I asked the DCC Specialists folks, that is what they told me about their autoreverser. It may or may not hold for other kinds. Basically, the short circuit detection needs to work which it won't for DC and a transformer coupled sensor


----------



## jimtyp (Jan 2, 2008)

Thanks Gents! I think I'm understanding how a reverse loops works with DCC, but I still have more questions. How do the points flop back and forth? I assume the points need to flip automatically after the train is through the switch but before it gets back to the switch on it's way back out of the loop? Does the PSX-AR reverser do this in conjunction with a switch motor? I believe I would not need a decoder for a reverse loop, is that right? OR can I simply use a spring switch?


----------



## Greg Elmassian (Jan 3, 2008)

Forget about the switch, the autoreverser basically makes your electrical route right no matter what the polarity of the reverse loop was. 

When you talk about the switch, you are probably thinking of some "automated" system on DC that was "programmed" to always enter one way, then change polarity and have you exit one way.... forget all of that stuff... leave the switch in any position you want.... this is why it's called an AUTOreverser.... it is automatic. 

You could use a spring switch if you wanted... remember, the autoreverser handles whatever polarity you need... hook it up and forget it's a reverse loop. 

No you do not need a decoder for a reverse loop, unless you want to remotely control something.... 

Regards, Greg


----------



## jimtyp (Jan 2, 2008)

Thanks Greg. Somehow the switch points need to move as whatever direction the points were when the train entered the loop the points will need to be the opposite when exiting. So it's either a spring switch (to hold it in place), or free wheeling, or the auto reverser connects to a switch motor control?


----------



## Greg Elmassian (Jan 3, 2008)

It's up to you... the easy way is a spring switch, cheap, easy, no electrics. 

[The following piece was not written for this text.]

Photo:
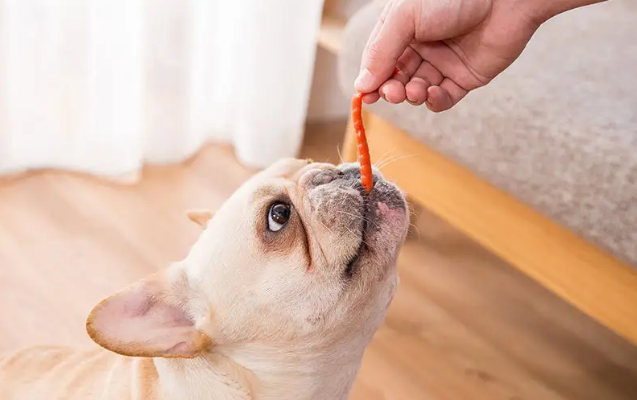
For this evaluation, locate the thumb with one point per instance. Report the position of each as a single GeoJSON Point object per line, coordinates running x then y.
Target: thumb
{"type": "Point", "coordinates": [393, 33]}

Most turnouts can be run through from behind and will snap over... if you don't care which route on in and out, then this is the easiest solution. 

If you want remote control, then do that, but you have the line the switch yourself. 

If you want the switch to change electrically, one of the PSX-AR series has switch motor outputs, but not sure if you can relate it to the autoreverse function. Read the manuals on the site... if you run DCC, then you definitely will have to program it, so you definitely will need to understand the manual. 

Regards, Greg 

Regards, Greg


----------



## Trains West (Oct 4, 2008)

the PSX-AR will also run a tortoise machine by hooking it up to J5 pin 1&2 


when the short is senced the polarty will switch and so will the tortoise machine 


or you can throw the machine with dcc and it will also change the polarty so it is right 



and yes the tortoise will work with a g-scale turnout ..... I have a guy here in town that only uses the tortoise .... just put it in a building to protect it from the weather


----------